The policy landscape at this point was supportive of developing a better strategy for young people leaving care and for a long time there had been acknowledgement that the current leaving care route for many young people simply was not working.

 

Were we still caring for our young care leavers?

 

You can read the full briefing paper here.

 

Reflections

It is often hard to individually reflect on a piece of work you have done as a collective. So i reiterate the statement i have made at the bottom of my website - this is my own view and no one elses.

 

A briefing paper is such a short space to really unpick and give depth to the issue - hence it was brief. I feel that we wrote a powerful and important paper but I that we were somewhat constrained by real or imagined pressures where I felt that the paper would not have been welcomed if we were perhaps a little bolder in our vision. One area I felt we should have been braver on was that of the lack of support for young people living in residential care to stay in their placements where those in foster care were going to be given this opportunity.

 

The bill was passed which was a positive step forward for care leavers and those invested in them but we are not yet far enough beyond the bill to assess whether the paper bill has made it into practice.

 

Still Caring?

StillCaringReport

A great addition is the work that co-author Kenny McGhee has done for his Masters Dissertation which can be downloaded here.

 

Kenny also adds:

‘The dissertation paper is based on a qualitative study of residential child care practitioners’ views and perspectives of the blocks and enablers to the implementation of staying put and continuing care practice with three Scottish local authorities.
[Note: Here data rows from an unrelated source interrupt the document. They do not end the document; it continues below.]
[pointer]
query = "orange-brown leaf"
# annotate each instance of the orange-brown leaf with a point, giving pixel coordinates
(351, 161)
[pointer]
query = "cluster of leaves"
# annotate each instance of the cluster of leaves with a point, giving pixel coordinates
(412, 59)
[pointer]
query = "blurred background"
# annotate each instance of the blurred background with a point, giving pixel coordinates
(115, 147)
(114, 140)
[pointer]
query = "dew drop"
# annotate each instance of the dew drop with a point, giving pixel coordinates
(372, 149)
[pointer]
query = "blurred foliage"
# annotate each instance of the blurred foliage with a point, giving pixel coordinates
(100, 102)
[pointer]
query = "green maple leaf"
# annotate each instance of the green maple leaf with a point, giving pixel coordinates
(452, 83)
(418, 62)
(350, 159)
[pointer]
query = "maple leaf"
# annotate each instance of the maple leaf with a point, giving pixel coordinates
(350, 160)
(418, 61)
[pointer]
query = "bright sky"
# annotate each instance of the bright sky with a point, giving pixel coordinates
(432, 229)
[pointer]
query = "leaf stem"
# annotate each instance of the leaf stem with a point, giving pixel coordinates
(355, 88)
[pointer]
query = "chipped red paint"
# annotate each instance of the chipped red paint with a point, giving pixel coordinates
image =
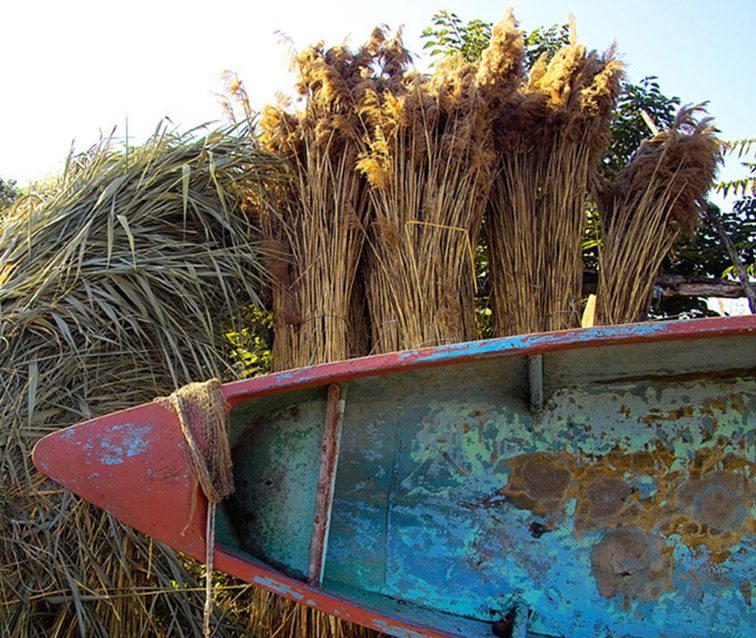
(135, 464)
(326, 480)
(493, 348)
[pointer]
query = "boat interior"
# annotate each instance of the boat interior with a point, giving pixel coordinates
(604, 490)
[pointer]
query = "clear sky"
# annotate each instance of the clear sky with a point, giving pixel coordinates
(70, 69)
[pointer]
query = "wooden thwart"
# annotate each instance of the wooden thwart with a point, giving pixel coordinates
(329, 457)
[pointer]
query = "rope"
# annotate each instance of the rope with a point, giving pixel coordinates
(201, 409)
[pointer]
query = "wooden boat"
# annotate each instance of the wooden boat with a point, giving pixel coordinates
(593, 482)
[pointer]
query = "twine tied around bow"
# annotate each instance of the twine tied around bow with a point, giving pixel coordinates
(201, 409)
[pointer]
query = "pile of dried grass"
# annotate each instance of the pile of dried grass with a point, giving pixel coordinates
(430, 164)
(550, 137)
(117, 284)
(646, 208)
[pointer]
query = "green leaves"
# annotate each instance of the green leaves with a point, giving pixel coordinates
(628, 129)
(450, 35)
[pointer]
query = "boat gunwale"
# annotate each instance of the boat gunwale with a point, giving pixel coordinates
(499, 348)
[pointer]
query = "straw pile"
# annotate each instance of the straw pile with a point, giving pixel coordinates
(430, 164)
(117, 284)
(647, 207)
(550, 138)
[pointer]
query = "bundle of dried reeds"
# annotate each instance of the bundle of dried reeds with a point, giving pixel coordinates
(317, 222)
(549, 137)
(118, 283)
(430, 165)
(646, 208)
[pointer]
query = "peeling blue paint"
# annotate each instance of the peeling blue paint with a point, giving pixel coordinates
(123, 441)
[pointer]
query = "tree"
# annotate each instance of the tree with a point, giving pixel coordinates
(702, 256)
(449, 35)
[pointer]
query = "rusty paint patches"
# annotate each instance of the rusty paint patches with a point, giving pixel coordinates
(538, 482)
(746, 590)
(630, 564)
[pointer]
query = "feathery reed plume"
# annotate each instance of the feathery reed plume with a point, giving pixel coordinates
(430, 165)
(647, 207)
(549, 137)
(318, 219)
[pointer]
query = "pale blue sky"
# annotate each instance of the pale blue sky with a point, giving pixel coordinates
(70, 69)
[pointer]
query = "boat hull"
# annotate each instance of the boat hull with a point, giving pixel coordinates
(601, 480)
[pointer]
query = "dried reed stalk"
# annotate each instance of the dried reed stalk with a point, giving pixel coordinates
(316, 229)
(318, 221)
(647, 207)
(430, 166)
(549, 137)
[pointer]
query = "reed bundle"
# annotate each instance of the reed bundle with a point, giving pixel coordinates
(317, 222)
(117, 284)
(647, 207)
(549, 137)
(430, 164)
(315, 228)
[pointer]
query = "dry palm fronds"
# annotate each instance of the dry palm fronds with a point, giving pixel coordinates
(119, 283)
(549, 137)
(430, 164)
(650, 203)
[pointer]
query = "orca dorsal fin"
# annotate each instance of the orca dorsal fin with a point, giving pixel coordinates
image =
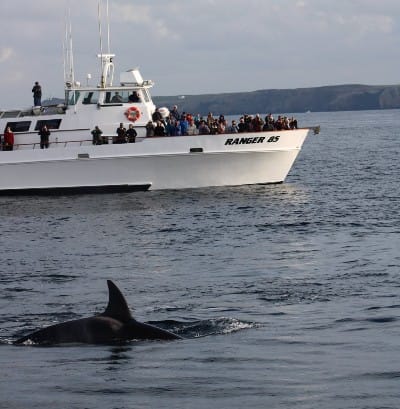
(117, 307)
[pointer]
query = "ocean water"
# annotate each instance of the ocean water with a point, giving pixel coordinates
(288, 296)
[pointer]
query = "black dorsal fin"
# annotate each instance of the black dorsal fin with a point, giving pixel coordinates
(117, 306)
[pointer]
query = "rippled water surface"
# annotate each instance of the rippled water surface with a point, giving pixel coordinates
(287, 295)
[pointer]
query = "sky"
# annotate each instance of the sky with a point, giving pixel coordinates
(203, 46)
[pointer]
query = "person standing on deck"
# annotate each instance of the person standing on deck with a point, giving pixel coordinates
(8, 140)
(44, 137)
(37, 95)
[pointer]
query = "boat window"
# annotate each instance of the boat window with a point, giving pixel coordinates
(90, 97)
(73, 97)
(21, 126)
(146, 95)
(117, 97)
(50, 123)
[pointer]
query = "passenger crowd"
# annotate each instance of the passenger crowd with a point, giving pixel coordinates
(177, 124)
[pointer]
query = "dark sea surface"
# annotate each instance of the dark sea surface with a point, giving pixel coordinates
(288, 295)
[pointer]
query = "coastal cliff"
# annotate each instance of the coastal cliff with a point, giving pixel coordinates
(319, 99)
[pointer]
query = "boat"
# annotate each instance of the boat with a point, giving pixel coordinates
(73, 163)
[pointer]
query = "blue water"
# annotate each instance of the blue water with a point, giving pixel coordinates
(288, 295)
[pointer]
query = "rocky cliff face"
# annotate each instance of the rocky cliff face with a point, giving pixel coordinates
(329, 98)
Key findings highlight issues around learning and development opportunities for practitioners; the importance of management in creating enabling contexts for practice; the challenges of resource pressures and limited capacity in the sector; and key issues around established culture and practice. What emerged was an overwhelmingly consistent narrative of a complex, contradictory, nuanced context within which residential child care practitioners operate. The paper discusses these findings within the context of challenges to implementing staying put and continuing care and turning policy intentions into practice. It highlights the importance of relationship-based practice and the need to establish ‘a new norm’ for looked after young people transitioning from residential care settings.’